[FFmpeg-user] Preserving perceived loudness when downmixing audio from 5.1 AC3 to stereo AAC

Mon Aug 5 12:58:08 CEST 2013

> -----Original Message-----
> From: Andy Furniss [mailto:adf.lists at gmail.com]
> Sent: 04 August 2013 22:11
> To: FFmpeg user questions
> Cc: Francois Visagie
> Subject: Re: [FFmpeg-user] Preserving perceived loudness when
> downmixing audio from 5.1 AC3 to stereo AAC
> 
> Francois Visagie wrote:
> 
> > I don't think this is the desired outcome, to achieve unified audio
> > processing but with significant reduction in perceived volume in the
> > process. Is there any further testing I can do to help investigate and
> > hopefully improve this situation?
> 
> Down mixing is not ideal. Lower volume is expected.
> 
> If you don't want the result to clip then you have to normalise enough to
> allow for all input channels being full level - even though that may be
rare in
> practice.
> 
> As you are dealing with ac3

Therein lies part of the problem, not all input files are AC3. Up to at
least 30 June -filter:a aformat=channel_layouts=stereo could be used in a
standard command line to produce stereo from multi-channel inputs with input
and output volumes perceivably equal. Now each encode needs to be inspected
individually for input/output differences, and the remedy will in each case
also differ according to input type and/or volume differences. Really
sub-optimal in my view, one which I expect to be more widely shared once
these implications are more widely understood.
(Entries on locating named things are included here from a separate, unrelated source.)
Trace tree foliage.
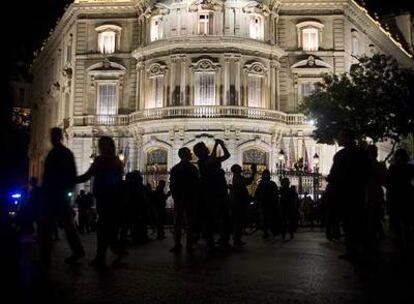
[301,54,414,144]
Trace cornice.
[344,0,414,68]
[132,36,286,61]
[31,0,135,71]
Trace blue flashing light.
[12,193,22,199]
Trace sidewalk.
[10,230,414,304]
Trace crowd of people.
[18,128,414,267]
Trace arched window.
[96,82,118,115]
[351,29,360,56]
[243,148,269,172]
[193,59,218,106]
[197,11,213,35]
[244,62,266,108]
[146,149,168,173]
[95,25,122,54]
[150,16,162,41]
[145,63,166,109]
[296,21,324,52]
[249,15,264,40]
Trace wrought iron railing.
[73,106,304,126]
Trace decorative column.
[234,55,241,106]
[180,55,187,106]
[223,54,231,106]
[135,61,142,111]
[169,56,177,106]
[270,60,280,110]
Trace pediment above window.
[291,56,332,74]
[87,60,126,78]
[244,62,267,75]
[189,0,223,12]
[140,3,170,19]
[95,24,122,33]
[192,59,220,71]
[291,56,332,69]
[296,20,324,30]
[243,1,279,16]
[147,63,167,77]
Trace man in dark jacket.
[327,129,369,260]
[40,128,85,265]
[170,148,199,253]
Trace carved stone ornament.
[189,0,223,12]
[148,63,167,76]
[244,62,267,75]
[192,59,219,71]
[243,0,281,17]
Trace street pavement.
[8,229,414,304]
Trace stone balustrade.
[72,106,305,126]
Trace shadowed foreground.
[9,232,414,303]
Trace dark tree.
[301,54,414,152]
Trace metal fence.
[143,170,326,199]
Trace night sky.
[8,0,414,74]
[3,0,414,80]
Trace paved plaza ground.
[5,229,414,304]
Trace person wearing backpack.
[77,136,127,267]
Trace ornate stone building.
[30,0,413,185]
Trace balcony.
[73,106,304,126]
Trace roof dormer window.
[249,15,264,40]
[150,16,162,41]
[95,25,121,54]
[296,21,324,52]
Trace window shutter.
[208,12,214,35]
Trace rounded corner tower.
[30,0,411,190]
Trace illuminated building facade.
[30,0,413,188]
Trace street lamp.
[276,149,285,181]
[313,153,319,201]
I sincerely appreciate the trouble you took with outlining various
principles involved, but, on a more practical level: rather than making
-filter:a aformat=channel_layouts=stereo now share the mechanism of -ac 2
and -filter:a aresample=ocl=3 (incorrectly so wrt. volume levels in my
view), what is the feasibility of making the other two behave like -filter:a
aformat=channel_layouts=stereo instead?

> you should also be aware that a studio produced
> stream will usually carry mata data specifying dynamic range control and
by
> default ffmpeg applies this fully so you get the restricted the range
output.
> Just turning this off with
> 
> -drc_scale 0
> 
> will however produce something that IMHO has too much range - it's not
> actually on/off it's float so you can do in between 0 and 1.
> 
> ac3 also has meta data for downmix so using -request_channels 2 should in
> theory get a downmix as the studio intended - but of course it's still
> normalised to prevent clipping and it's still compromised by the fact it's
a
> downmix.
> 
> I don't know if there's a way with ffmpeg to analyse and adjust the whole
> downmixed track to boost the levels to take advantage of any headroom.
> 
> You can certainly do it with sox (working on pcm)
> 
> Slight digression - last time I looked at dts/dca codecs default downmix
it was
> a clipping stereo squashing mess - nice and loud though, but really. don't
> think it's OK or anything to aim for should you happen to ever test.
> 
> Not much use for your need, but as for the future - the nice thing about
> Dolby Truehd and DTS MA is that they mix up, so a stereo user like me
should
> get an "artistic" studio mix rather than something kludged down.
> 
> AFAIK dts ma isn't supported yet truehd is (but no drc support) - and this
is
> just decode.
> 
> 
> 
>